The Watch News You Missed This Week
The watch industry is awash with too much news to cover. Each week, we’ll break down everything worth knowing. This week: mysterious watches from Cartier, skeletons from Zenith, Breitling’s potential sale and more.
A Groovy Mystery
Ahead of SIHH 2017, Cartier has unveiled three new watches — the Minute Repeater Mysterious Double Tourbillon, the Skeleton Mysterious Hour and the Panthère Joueuse. The two Mysterious watches set moving parts in sapphire glass to look suspended in mid-air without giving showing how the hands are driven (hence the mystery). The former has a minute repeater complication and “double tourbillon” — a rotating tourbillon cage set inside another rotating sapphire disk, while the former has the hour and minute hands suspended in a stationary disk, with the rest of the movement partially exposed. The Panthère Joueuse, however, eschews traditional hands altogether, in favor of a diamond panther paw (indicating the minutes) chasing a diamond ball (indicating the hours).
El Primero Exposed
Zenith — continuing to churn out various versions of the high-beat El Primero — has unveiled two skeleton versions of the Standard El Primero ($10,600) and the El Primero Tourbillon ($47,600). Both movements are housed in 46mm ceramic cases, affixed to a perforated rubber strap and a carbon fiber finished rubber strap for the Skeleton and Skeleton Tourbillon, respectively.
Breitling to Lose Indie Status?
Bloomberg reports Swiss watchmaker Breitling is considering a sale to a larger company, according to sources familiar with the matter. Breitling is one of the few large Swiss watchmakers to remain wholly independent; the majority are owned by luxury watch groups like SWATCH and Richemont.
‘Going Beyond Time’
The New York Times reports on the growing trend of Swiss watchmakers introducing limited-edition timepieces that benefit charitable causes like environmental conservation efforts and youth programs.
Left Handed? These Watches Are for You
Tudor’s latest timepiece was designed specifically for southpaws, making it one of just a handful you can buy today.

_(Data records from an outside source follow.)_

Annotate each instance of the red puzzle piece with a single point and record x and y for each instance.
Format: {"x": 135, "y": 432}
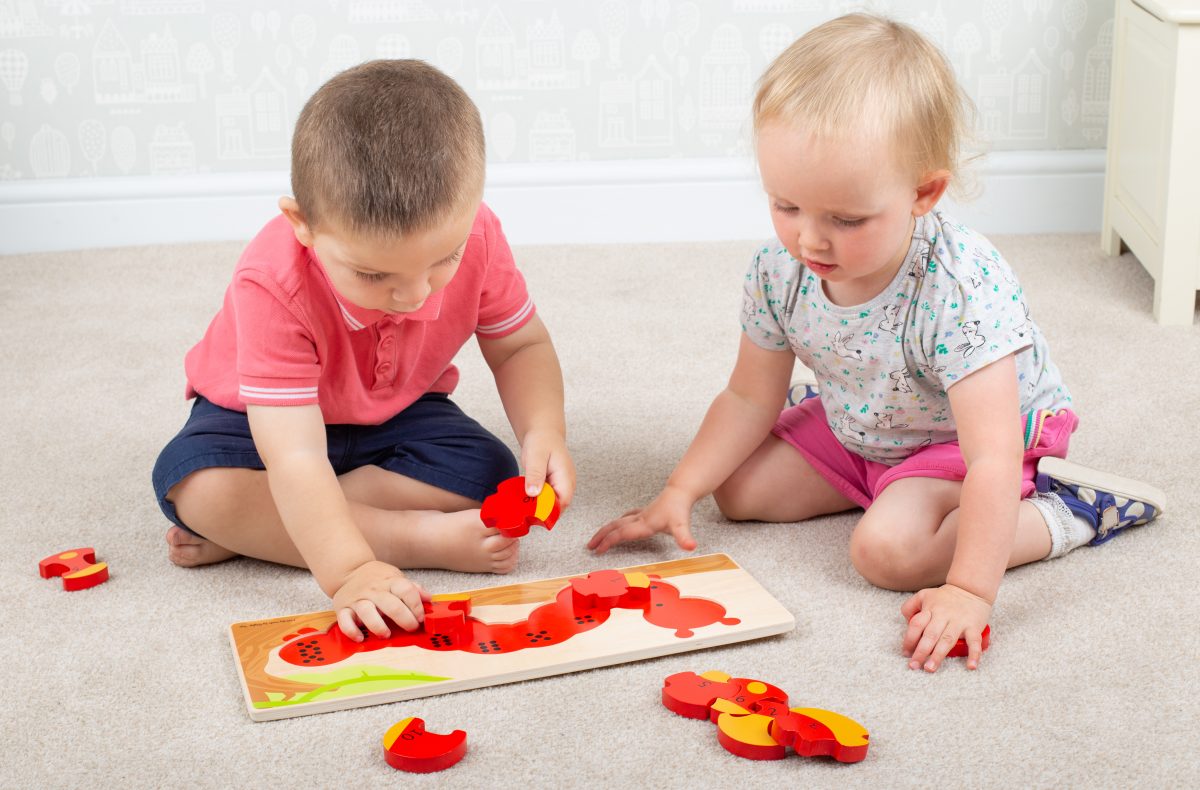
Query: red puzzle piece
{"x": 78, "y": 568}
{"x": 960, "y": 647}
{"x": 816, "y": 732}
{"x": 693, "y": 695}
{"x": 511, "y": 512}
{"x": 551, "y": 623}
{"x": 754, "y": 722}
{"x": 408, "y": 746}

Breitling Datora Chronograph
While the Navitimer is the icon in Breitling’s lineup, the company has a long history of fantastic chronographs. Take, for instance, this Datora Chronograph from the 1940s, which features a 35.5mm 18k gold case, a Valjoux 72 movement and large date windows — an elegant execution from a brand known for its decidedly more rugged rugged pilot’s watches.